Guillaume Canaud : 1 - PIK3CA : 0. Ce professeur, néphrologue, se bat depuis des années contre la mutation de ce gène qui régule la prolifération et la croissance des cellules, responsable notamment des syndromes d'hypercroissance dysharmonieuse, communément assimilés à « Elephant man » (article en lien ci-dessous). Ces maladies rares se manifestent par une asymétrie pouvant toucher n'importe quelle partie du corps (graisse, vaisseaux, muscles, os…), y compris le cerveau, impactant de plein fouet la vie sociale, scolaire et professionnelle des personnes concernées. L'Alpelisib, récemment autorisé pour traiter certaines formes de cancer du sein, pourrait-il changer la donne ? Dans une nouvelle étude dévoilée en janvier 2022, le Pr Canaud et son équipe rapportent les « résultats encourageants » de ce traitement administré à deux nourrissons présentant une variété de symptômes sévères.

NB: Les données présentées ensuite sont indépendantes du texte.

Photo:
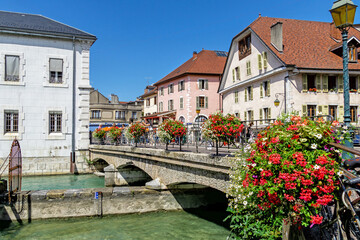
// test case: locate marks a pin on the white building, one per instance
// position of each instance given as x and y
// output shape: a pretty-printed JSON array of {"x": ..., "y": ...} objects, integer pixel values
[
  {"x": 295, "y": 61},
  {"x": 44, "y": 92}
]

Des améliorations considérables
Agée de huit mois au début du traitement, la fillette voyait son pronostic vital engagé, tandis que le garçon de neuf mois présentait un pronostic neurologique grave ne répondant pas aux antiépileptiques classiques. Cela se manifestait par des malformations extrêmes des vaisseaux sanguins, une anémie, une croissance excessive asymétrique des membres et des doigts, ainsi que, dans le cas du garçon, d'un hémisphère cérébral, associée à des crises d'épilepsie. A raison de 25 mg de dose orale quotidienne d'Alpelisib durant un an, l'anémie s'est corrigée chez les deux patients, de même que la cassure de leur courbe de croissance staturo-pondérale (lorsque le poids ou la taille sortent de la courbe indiquant la « norme »). Autre réussite : les spasmes épileptiques du garçon ont cessé, et les malformations vasculaires de la fille ont considérablement diminué, lui permettant même de marcher, avec de l'aide. Par ailleurs, aucun effet indésirable lié au traitement n'a été signalé. Des conclusions prometteuses car, si cet inhibiteur de PIK3CA avait déjà fait ses preuves sur des modèles animaux puis chez un petit nombre de patients adultes et enfants, il n'existait encore aucune donnée sur son efficacité chez les nourrissons.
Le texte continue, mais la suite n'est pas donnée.